ONE PLUS ONE EQUALS MORE
Douglas Fanning went into business as Dyad, a studio specializing in furniture, lighting, and complex metalwork, in 1998. Now, the newly licensed architect has completed his creative vision by establishing an offshoot, Douglas Fanning Architecture. "I'd been developing this idea, of having two studios, for 10 years," he says. The recession nudged him into the broader area of design-build as a way to provide enough work to keep both facets of practice busy. "When one is slow, the other's not," he explains.

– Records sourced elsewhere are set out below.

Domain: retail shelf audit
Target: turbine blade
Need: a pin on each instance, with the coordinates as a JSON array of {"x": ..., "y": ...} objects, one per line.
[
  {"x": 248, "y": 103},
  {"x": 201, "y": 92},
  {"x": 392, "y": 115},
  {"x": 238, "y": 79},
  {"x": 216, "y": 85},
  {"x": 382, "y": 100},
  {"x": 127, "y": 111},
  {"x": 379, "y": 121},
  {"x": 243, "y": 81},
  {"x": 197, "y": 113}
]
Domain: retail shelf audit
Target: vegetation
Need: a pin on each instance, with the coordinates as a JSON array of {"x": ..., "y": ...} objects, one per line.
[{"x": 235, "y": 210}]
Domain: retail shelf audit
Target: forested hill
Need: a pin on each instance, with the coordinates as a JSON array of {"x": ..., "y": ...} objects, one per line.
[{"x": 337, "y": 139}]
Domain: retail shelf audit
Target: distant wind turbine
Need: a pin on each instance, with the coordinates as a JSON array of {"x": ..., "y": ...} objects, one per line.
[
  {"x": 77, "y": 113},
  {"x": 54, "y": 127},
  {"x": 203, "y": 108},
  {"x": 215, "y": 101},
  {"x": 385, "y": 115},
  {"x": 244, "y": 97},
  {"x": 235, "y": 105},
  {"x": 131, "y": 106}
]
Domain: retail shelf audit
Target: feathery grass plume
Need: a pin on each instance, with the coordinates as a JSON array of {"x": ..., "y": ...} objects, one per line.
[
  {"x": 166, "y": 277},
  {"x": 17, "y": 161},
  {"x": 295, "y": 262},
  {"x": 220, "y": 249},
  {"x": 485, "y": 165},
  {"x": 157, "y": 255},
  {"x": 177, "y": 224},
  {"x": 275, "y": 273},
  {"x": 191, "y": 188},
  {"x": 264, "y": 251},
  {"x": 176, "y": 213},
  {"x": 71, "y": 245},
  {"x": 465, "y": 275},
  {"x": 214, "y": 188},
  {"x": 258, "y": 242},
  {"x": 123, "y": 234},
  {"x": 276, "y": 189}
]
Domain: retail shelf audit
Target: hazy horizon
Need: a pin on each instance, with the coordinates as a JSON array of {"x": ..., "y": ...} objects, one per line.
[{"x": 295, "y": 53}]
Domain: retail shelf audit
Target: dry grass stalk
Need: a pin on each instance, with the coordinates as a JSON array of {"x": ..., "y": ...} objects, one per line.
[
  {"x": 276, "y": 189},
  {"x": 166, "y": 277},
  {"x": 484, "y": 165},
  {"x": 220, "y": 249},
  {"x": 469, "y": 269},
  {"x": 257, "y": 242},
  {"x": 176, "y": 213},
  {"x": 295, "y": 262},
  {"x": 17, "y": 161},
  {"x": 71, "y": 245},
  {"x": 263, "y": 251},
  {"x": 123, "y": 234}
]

A New York roof garden, his first, epitomizes the symbiosis between concept and implementation while adding 200 square feet of outdoor space to a top-story apartment in a town house. To partially enclose and shade the terrace, he used long planters held aloft, in parallel rows, by an innovative framework. This armature was welded together from steel I beams, cut down the center into T shapes, and the planters, plain cedar boxes, contain bamboo, other grasses, herbs, flowers, and vegetables. They're watered with the assistance of a telescoping ladder and a spray wand. --Meghan Edwards
Clockwise from top left: Custom cedar planters form a canopy for a New York roof terrace by Douglas Fanning Architecture and its affiliate, Dyad. Douglas Fanning screwing a planter to an armature built from steel I beams that have been torch-cut in half. Plants and sea grasses. Removable cedar planks over existing concrete pavers over existing concrete pavers. A built-in bench, also cedar. Brick dating to an earlier renovation of the 19th-century town house. The armature's 11-foot height.